RAQUEL QUIJANO FELICIANO

Modern Times - By Joel Weinstein

When you peer into the reliquary-like niches of Raquel Quijano’s Andamios, or scaffoldings—and it is easy to be drawn close, to be seduced by the riddling play of mirrored surfaces, bright colors, and strangely iconic shapes within these small depths—you find yourself lost in one of the work’s many paradoxes. The enclosures perform the magic of seeming both tiny and colossal. At times these spaces suggest the perfectly preserved evidence of vanished civilizations, and at others the antechambers of the alien worlds we learned of via the 1950s space cadet adventures of radio, television, and the Sunday funnies.

Step back and the andamios take on the look of an energized here and now. In spite of being shelf-size, the works are monumental in their intentions, their zappy silver and black surfaces a complicated system of piston-like machinery and what seem to be circuit-boards. They are robotic and intriguingly architectural at the same time. They partake of the quixotic spirit of anime and the overstuffed bombast of propaganda. If your imagination is particularly supple, Quijano’s work constitutes an intricate play of abstract forms that add up to nothing exactly but suggest a great deal about the energy fields, subsurface conduits, and wacky science that might very well underlie the workings of our cities.
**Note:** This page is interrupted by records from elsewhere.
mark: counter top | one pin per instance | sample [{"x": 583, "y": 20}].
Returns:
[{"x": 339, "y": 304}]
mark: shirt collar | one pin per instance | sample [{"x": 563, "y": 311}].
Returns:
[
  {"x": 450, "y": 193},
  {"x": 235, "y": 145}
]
Quijano calls these works prints, and, as you can see from the matrices that hang beside them, indeed they are. This is one of their most intricate, delightful puzzlements since a print has, for the most part, always been a flat thing like a painting or drawing. So in this way the andamios are a sly challenge to traditional artistic practice. But they are also toys of a sort, an idea as fun as science fiction, and a piercing vision of what we call modernity.